This paper explores the genetic basis of MS pathogenesis through the lens of a mathematical model of genetic susceptibility and a critical analysis of the currently available epidemiological information about this illness. This is not to downplay the importance of environmental factors in disease pathogenesis. Indeed, these factors were the principal focus of previous work [10
]. Rather, the focus of this paper is on the attempt to understand, not the genes that lead to MS susceptibility but, rather, the basis and importance of genetic susceptibility to this illness.
Several results seem particularly noteworthy. In earlier publications, the critical environmental factors have been suggested to be "population wide " exposures [10
]. Intriguingly, a similar conclusion can be reached by a mathematical analysis, in which that these environmental exposures (whatever they are) can be shown to be extremely common events [10
]. By contrast, the genetics of MS seems to be of critical importance with regard to disease pathogenesis. Thus, the analysis presented in this manuscript demonstrates that the large majority of individuals who develop MS (possibly all) must have, in part, a genetic basis for their disease.
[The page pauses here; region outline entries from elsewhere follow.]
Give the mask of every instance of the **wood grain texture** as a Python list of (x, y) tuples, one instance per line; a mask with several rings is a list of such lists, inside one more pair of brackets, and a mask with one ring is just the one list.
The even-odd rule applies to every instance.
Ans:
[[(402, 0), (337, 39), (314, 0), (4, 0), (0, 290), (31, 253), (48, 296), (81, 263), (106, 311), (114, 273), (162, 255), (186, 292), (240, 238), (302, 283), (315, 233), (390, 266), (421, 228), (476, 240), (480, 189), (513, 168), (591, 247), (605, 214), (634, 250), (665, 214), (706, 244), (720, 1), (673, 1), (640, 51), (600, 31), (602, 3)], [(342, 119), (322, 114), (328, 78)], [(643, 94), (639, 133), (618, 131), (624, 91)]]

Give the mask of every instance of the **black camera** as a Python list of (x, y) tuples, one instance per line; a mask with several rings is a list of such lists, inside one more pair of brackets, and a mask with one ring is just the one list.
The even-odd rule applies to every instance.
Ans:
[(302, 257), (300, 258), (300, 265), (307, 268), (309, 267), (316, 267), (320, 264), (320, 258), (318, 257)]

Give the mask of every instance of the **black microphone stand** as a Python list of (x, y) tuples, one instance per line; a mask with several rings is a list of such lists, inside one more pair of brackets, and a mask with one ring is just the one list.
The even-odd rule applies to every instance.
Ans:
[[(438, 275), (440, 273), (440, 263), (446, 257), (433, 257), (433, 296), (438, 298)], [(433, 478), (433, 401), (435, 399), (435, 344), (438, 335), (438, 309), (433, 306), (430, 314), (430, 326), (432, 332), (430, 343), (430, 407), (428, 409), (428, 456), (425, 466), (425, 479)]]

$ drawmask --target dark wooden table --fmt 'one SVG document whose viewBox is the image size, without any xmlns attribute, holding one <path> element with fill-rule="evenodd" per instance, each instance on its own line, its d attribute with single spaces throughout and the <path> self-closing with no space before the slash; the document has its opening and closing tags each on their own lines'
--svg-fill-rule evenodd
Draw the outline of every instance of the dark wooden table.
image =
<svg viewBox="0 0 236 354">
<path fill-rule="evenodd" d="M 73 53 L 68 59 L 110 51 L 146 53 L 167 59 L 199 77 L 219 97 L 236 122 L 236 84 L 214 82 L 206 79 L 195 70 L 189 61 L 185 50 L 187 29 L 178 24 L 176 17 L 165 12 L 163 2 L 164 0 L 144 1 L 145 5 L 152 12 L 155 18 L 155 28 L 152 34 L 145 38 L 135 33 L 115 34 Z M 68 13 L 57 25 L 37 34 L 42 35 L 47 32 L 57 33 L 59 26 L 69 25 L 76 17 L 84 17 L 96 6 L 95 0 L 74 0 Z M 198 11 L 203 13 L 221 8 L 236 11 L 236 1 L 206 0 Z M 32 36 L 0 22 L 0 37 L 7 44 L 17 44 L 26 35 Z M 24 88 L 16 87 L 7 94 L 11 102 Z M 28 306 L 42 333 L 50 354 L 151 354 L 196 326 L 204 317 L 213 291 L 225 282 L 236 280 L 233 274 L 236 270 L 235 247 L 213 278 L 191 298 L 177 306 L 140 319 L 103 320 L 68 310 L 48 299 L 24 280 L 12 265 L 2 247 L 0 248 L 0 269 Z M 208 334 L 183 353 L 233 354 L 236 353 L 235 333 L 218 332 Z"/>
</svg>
Moreover, to underscore the importance of genetic susceptibility to disease pathogenesis, the mathematical analysis of the present manuscript demonstrates that, under any circumstance, only a tiny fraction of the general population (<2.2%) is genetically susceptible to getting this illness. Finally, the derived model demonstrates that the possibilities for the number of susceptibility loci (and the number of involved loci necessary to confer that susceptibility) are quite limited (Tables , , , , , , , and ). Indeed, it seems that genetic susceptibility is, by far, the most important factor in disease pathogenesis. Thus, whereas environmental factors (while necessary) are very common population-wide events [10
], only a very small fraction of the general population are genetically capable of getting the disease, regardless of what occurs to them during life. This conclusion is not altered at all by the recent report of Baranzini and co-workers [31
], which reported that there were no genetic or epigenetic differences between elderly monozygotic twins who were clearly discordant for MS. This finding is anticipated. Even if everyone who developed MS had to be genetically susceptible (and as both MZ twins will be if one has MS), the expected concordance rate in MZ twins is still only 25% in the northern North America and northern Europe. This study only serves to underscores the importance of an environmental contribution to MS pathogenesis - a conclusion that was clearly evident decades prior to this publication [2
A previous paper also explored a mathematical model of MS Genetics in order to determine both the number of risk alleles required and their allelic frequency [32
]. In this paper, the author approached the problem by using observed value for the lifetime risk of MS [P(MS)] and the monozygotic-twin concordance risk (CRMZ
), together with different numbers of risk alleles with different frequencies, to predict the recurrence risk in both first and second degree relatives of an MS proband. Conceptually, this author's view of MS susceptibility is that MS risk increases either with the number of risk alleles in an additive or a multiplicative manner or as a step function where (in the case of 10 total alleles) the risk for 6 or fewer alleles was 0 and the risk for 7 or more alleles was 0.25 (i.e., the CRMZ
). His conclusion was that the best fit with existing data was for autosomal dominant models having either a strong interaction between the different loci, in which risk increases rapidly with each additional disease allele or, better yet, a step function [32
]. When 10 loci are present, the allelic frequency of the susceptibility alleles was calculated to be (0.15 - 0.31). The author then explored the impact of changing the number of presumed risk alleles (in models using a step function where the step occurred at 100%, 67% and 33% of the number of alleles). In each case, the allelic frequency was adjusted so that the predicted population probability of MS [P(MS)] was always 0.2%. Using this strategy, the author reported that four different models fit the observed recurrence risk data. Thus, dominant models in which 100% of 6 risk alleles were required for susceptibility, dominant models with 9 or more risk alleles and 67% required, dominant models with 15 or more risk alleles and 33% required, and a recessive model in which 100% of 2 or 3 risk alleles were required, all fit the data. Moreover, using this model, the author found no upper limit to the number of alleles possible although, with an increasing number, the allelic frequencies increased toward 1.0 [32
In many ways this earlier model [32
] is a subset of the model proposed here. Thus, following the argument in Section 1, this model would still require there to be a total of (n
) susceptibility loci to be in a susceptible state in order for an individual to be genetically susceptible. Moreover, the notion of a step function (going suddenly from non-susceptibility to susceptibility once a certain number of risk alleles are present) is common to both schemes. However, in the previous model, this step function was inferred from the "closeness of fit" analysis of the predicted recurrence rates whereas, in the present paper, it is used as a convenience to describe a much more complicated and interactive underlying susceptibility structure (see Section 1). In addition, there is no provision in the previous model for a possible difference in penetrance of different combinations of risk alleles. Neither of these differences, however, is critical and, in fact, they are both likely to be of no importance whatsoever.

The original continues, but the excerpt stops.